Some of the original work examining psychosocial functioning among high-ability students with ASD was through case study design. For example, Assouline, Foley-Nicpon, and Doobay (2009) described two profoundly gifted girls, one with ASD and one without, who were very similar cognitively, yet differed in their psychosocial functioning. Parent and teacher observations were that the gifted girl had better social skills, leadership skills, and positive social interactions than the gifted girl with ASD. Yet, the gifted girls’ own reports of their psychosocial functioning were fairly similar, with the gifted girl reporting more social difficulties but also more self-reliance than the gifted girl with ASD.

In a more recent study, researchers examined the psychosocial development of gifted children with ASD in comparison to gifted children without a diagnosis (Doobay, Foley-Nicpon, Ali, & Assouline, 2014). Findings indicated that more than 50% of the parents reported their gifted children with ASD exhibited problematic levels of “odd” or eccentric behaviors, withdrew from peers and social interactions, and had symptoms of inattention, hyperactivity, depression, difficulty with adapting to change, and poor social skills. Similarly, more than 50% of teachers observed problems in the gifted children with ASD: trouble adapting to change, exhibiting “odd” or eccentric behaviors, depression, and withdrawal from social situations. The students, however, generally did not share the same concerns as their parents or teachers; mean values for all psychosocial scales were in the average range.

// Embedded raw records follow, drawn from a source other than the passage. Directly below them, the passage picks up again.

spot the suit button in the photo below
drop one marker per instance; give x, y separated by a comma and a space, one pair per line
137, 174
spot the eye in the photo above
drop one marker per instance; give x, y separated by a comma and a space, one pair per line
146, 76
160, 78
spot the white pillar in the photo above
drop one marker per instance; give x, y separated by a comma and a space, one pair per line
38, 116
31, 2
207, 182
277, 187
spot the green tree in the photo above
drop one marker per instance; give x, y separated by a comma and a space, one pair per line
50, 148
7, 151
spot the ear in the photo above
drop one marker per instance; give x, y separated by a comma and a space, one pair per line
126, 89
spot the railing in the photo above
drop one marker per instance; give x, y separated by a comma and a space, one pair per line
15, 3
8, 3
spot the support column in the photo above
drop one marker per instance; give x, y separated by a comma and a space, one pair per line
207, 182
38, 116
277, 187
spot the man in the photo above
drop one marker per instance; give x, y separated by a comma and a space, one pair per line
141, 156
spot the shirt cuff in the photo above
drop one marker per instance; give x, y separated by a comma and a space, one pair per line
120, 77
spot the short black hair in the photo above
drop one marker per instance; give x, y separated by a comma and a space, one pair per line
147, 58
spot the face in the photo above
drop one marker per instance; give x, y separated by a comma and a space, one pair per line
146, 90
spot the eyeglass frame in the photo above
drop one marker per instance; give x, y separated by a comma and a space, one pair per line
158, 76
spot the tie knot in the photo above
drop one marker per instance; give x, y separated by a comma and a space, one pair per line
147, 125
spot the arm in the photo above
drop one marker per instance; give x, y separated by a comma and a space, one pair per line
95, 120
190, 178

Every child wants some monkey bars in their garden!

Additionally, psychosocial functioning may change as gifted children with ASD develop. Specifically, parents and teachers of older gifted adolescents with ASD reported better adaptability to change and fewer “odd” or eccentric behaviors than did those of younger gifted children with ASD (Foley-Nicpon, Doobay, & Assouline, 2010). To answer the question whether students who are talented in math and science possess similar social deficits as students with ASD, Kuo, Liang, Tseng, and Gau (2014) compared math and science talented students with math and science average-ability students, students with ASD, and typically developing students, all who identified as Chinese. They reported that students with ASD had greater difficulties with social awareness, social reciprocity, and social communication. They also had greater emotional reactivity and less ability to recognize the emotions of others. Disputing potential misconceptions that those gifted in the sciences possess social deficits, the students with ASD displayed psychosocial and communication difficulties that the academically talented or typically developing students did not.